Could you give us an example of the kind of exercises you ask them to perform?

I’m a big fan of reading really great erotica aloud, together. I also love the renaissance that’s happening with ethical porn, with porn that’s being made for women by women, for couples, and the quality that’s going into the storytelling and the diversity in the casting and all the different types of sexual experiences.

If couples are willing to spend maybe 20 minutes in one of these “willingness windows,” coming together with a laptop between them in a side-by-side way is actually a pretty great way to create some psychological excitement. A lot of couples who have been together for six months, a year, two years, ten years, they’ve never really shared fantasies. They’ve never talked during sex. They don’t even really comment on the sex they’re having. They don’t tell their partners what’s interesting, arousing, or hot. They don’t have a language to correspond with the arousal that they could potentially feel.

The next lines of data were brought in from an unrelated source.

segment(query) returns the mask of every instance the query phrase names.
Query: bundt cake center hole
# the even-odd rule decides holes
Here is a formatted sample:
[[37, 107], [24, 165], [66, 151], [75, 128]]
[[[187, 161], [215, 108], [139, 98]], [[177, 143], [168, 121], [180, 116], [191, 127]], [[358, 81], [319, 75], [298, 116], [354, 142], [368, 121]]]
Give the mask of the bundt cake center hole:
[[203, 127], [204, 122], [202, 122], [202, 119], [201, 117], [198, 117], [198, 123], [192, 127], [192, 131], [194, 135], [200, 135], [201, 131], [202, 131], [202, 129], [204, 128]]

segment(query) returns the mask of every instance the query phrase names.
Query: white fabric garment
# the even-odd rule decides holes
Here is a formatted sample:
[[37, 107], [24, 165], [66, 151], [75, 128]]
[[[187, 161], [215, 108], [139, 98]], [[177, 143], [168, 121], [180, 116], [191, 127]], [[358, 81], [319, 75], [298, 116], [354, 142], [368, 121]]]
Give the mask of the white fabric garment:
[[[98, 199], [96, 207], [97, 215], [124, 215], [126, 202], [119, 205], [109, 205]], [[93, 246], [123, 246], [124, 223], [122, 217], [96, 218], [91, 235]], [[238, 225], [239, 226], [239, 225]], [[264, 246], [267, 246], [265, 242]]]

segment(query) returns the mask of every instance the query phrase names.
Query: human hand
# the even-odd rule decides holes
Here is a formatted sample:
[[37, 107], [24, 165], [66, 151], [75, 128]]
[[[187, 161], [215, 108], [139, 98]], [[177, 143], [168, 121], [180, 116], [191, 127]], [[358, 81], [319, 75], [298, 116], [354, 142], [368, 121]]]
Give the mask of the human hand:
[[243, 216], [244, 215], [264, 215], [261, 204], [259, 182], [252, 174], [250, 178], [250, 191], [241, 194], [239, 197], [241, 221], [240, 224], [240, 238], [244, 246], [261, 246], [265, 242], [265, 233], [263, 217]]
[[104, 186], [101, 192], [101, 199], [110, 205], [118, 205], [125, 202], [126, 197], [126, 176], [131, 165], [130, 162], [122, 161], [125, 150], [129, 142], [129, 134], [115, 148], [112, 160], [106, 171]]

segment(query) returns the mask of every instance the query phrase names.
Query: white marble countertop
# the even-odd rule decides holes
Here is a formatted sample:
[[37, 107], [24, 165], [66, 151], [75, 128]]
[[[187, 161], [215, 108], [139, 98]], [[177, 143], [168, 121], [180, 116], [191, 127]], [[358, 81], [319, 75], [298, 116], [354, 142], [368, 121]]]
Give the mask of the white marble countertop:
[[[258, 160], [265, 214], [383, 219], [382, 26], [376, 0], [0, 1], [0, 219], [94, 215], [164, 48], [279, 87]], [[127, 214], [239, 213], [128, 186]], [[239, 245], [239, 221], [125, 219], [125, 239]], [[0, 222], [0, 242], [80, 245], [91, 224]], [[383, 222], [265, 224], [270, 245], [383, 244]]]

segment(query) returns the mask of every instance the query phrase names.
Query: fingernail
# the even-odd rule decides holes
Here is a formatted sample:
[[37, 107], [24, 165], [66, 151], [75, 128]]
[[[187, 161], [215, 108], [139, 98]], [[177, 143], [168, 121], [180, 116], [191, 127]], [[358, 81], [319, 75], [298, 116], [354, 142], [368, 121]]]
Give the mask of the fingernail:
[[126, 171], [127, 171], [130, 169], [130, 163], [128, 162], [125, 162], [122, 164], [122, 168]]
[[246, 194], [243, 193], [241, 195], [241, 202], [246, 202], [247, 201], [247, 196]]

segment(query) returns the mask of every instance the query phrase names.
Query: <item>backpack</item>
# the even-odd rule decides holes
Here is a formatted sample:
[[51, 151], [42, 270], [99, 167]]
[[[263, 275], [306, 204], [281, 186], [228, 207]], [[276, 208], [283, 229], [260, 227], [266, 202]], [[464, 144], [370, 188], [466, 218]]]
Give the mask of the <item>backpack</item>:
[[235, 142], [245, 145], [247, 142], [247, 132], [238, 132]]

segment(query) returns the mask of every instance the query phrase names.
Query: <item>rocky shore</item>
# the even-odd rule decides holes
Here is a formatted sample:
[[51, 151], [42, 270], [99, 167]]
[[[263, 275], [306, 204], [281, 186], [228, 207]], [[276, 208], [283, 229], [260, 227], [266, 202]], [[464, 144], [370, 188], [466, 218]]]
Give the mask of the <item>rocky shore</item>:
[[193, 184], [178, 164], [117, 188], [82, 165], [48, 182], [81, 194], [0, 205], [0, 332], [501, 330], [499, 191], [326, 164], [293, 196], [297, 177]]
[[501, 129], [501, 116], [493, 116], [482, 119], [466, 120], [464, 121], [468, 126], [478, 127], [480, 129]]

Is there a plan b in place, in case the exercises don’t help?

Sometimes, you really can’t move the needle. Sometimes couples are stuck in this gap. And then you have to figure it out from there. How important is sex to the couple? To what extent is masturbation a strategy to relieve some of the pressure of this discrepancy? Are you willing to explore consensual non-monogamy? Those are all options that may come up.

That seems a little depressing. Is there any encouraging news we can give couples that may be new to this sexual dynamic?

There are plenty of couples that are attracted to each other that get stuck in a pattern of bad or mediocre sex. But, when couples picked each other, they were at least partially thinking through the lens of ‘this somebody I’m sexually attracted to,’ I have a much higher chance of helping them recapture what was once present.